E’ pronta la mappa della diversità del genoma umano: se finora il termine di confronto per analizzare il Dna era una sorta di sequenza artificiale, ora si può confrontare ogni mappa del Dna di un individuo con le mappe genetiche di tutti gli altri, facendo emergere caratteristiche finora impossibili da vedere. Il risultato, che si deve al consorzio internazionale Human Pangenome Reference anche con il contributo di ricercatori italiani, è pubblicato in 4 articoli sulle riviste Nature e Nature Biotechnology. Inizia così la rivoluzione del pangenoma, che promette diagnosi e cure molto più precise, dalle malattie rare all’infertilità.
I protagonisti della nuova fase della ricerca sul Dna umano non hanno dubbi sulla portata rivoluzionaria dei loro risultati. “Annunciamo un progresso incredibile, capace di portare a comprendere realmente la diversità umana e cruciale per i futuri risultati della ricerca scientifica e della medicina”, ha detto il direttore dello of Human Genome Reference Program, Eric Green, nella conferenza stampa online organizzata dalla rivista Nature. La pubblicazione di questi primi risultati è “una pietra miliare nella ricerca sul Dna”, ha detto ancora Green, sottolineando la grande collaborazione che, fra Stati Uniti ed Europa, ha visto bioinformatici e genetisti lavorare a quello che ormai è chiaramente un nuovo quadro per la ricerca genetica.
Rivoluzione pangenoma
Ad accendere l’entusiasmo è la possibilità di scendere a un livello di dettaglio impensabile: “con il pangenoma possiamo vedere variazioni strutturali, finora molto difficili da capire e importanti sia per differenze fra individui o cause scatenanti di molte malattie”, ha detto Evan Eichler, dell’Università di Washington. “Il progetto è molto agli inizi, ma – ha aggiunto – è già un modello per la comunità scientifica che studia il genoma. Se si riesce a completare la sequenza genetica diventa possibile analizzare il genoma di un paziente all’interno di un quadro, una nuova cornice all’interno della quale cercare le variazioni legate alle malattie”, come la schizofrenia e le malattie rare.

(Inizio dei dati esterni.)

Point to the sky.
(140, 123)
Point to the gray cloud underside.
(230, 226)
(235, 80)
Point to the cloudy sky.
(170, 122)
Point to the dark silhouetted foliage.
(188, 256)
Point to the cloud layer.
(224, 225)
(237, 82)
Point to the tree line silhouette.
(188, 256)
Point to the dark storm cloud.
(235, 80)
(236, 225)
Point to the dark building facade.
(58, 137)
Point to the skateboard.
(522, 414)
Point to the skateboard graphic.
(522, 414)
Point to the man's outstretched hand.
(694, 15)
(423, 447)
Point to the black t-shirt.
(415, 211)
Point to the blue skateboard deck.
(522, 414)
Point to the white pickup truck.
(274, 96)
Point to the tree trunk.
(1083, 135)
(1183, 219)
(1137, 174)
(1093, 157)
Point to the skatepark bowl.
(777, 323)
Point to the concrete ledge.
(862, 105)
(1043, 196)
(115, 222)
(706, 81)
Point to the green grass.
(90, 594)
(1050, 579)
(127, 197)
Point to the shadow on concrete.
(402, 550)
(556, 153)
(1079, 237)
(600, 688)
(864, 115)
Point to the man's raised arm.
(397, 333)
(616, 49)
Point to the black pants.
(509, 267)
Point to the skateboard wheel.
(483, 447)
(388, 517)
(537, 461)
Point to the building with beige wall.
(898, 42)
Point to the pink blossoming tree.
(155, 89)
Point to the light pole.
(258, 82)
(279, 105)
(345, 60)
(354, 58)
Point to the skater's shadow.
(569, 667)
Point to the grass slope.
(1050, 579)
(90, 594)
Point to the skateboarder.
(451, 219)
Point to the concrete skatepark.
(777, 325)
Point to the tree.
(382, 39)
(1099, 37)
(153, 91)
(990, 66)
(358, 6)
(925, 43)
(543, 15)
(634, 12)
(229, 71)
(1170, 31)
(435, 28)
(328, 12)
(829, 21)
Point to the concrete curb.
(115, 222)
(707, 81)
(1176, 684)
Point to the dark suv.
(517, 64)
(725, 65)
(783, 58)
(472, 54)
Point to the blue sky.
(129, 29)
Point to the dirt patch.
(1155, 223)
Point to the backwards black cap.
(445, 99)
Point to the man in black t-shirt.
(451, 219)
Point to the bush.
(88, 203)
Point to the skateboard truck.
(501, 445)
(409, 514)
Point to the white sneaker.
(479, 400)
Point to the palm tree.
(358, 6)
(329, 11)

A 22 anni dal primo libro della vita, risultato del Progetto genoma umano, adesso i ricercatori hanno ottenuto una libreria dei genomi umani teoricamente vasta quanto l’umanità, nella quale ogni individuo è descritto da due volumi. Ciascun libro corrisponde infatti a un aplotipo, ossia alla metà dei geni ereditati e localizzata in uno solo della coppia di cromosomi. Attualmente i volumi della libreria sono 94, ossia due per ognuno dei 47 Dna di persone di etnie diverse finora messi in parallelo. L’obiettivo è arrivare a 350, ma è già chiaro che questo primo passo è un balzo in avanti rispetto al primo libro del Dna pubblicato nel 2001. La nuova tecnica ha permesso infatti di aggiungere una grandissima quantità di nuove lettere, con 119 milioni di nuove di paia di basi, e 1.115 mutazioni. Rispetto al genoma di riferimento utilizzato negli ultimi 20 anni, indicato con la sigla GRCh38, il confronto a tappeto dei 47 Dna ha aumentato del 104% il numero di varianti rilevate, fornendo il primo quadro più completo della diversità genetica.
“Abbiamo collaborato in centinaia a quello che è chiaramente un esempio di Big Science e un motore per l’innovazione tecnologica”, ha osservato Karen Miga, dell’Università della California a Santa Cruz. “E’ davvero un momento entusiasmante per la comunità scientifica, anche perché dopo questa prima fase del progetto, ancora molto tecnica, ci sarà una seconda fase di collaborazione internazionale molto aperta”, ha aggiunto.
Anche per Benedict Paten, dell’Università della California a Santa Cruz, “siamo solo agli inizi della possibilità di riconoscere le caratteristiche genetiche legate a molte malattie”. Per il futuro saranno necessarie anche nuove infrastrutture di ricerca, ha detto Eimear Kenny, della Mount Sinai School of Medicine di New York. “L’obiettivo è mettere a disposizione i benefici di questa ricerca alla maggior parte possibile di persone”, ha osservato Barbara Koenig, dell’Università della California a San Francisco. In quest’ottica, i primi dati del pangenoma sono disponibili nel cloud, liberamente accessibili nella piattaforma AnVil, dell’Istituto di ricerca americano sul genoma umano dei National Institutes of Health.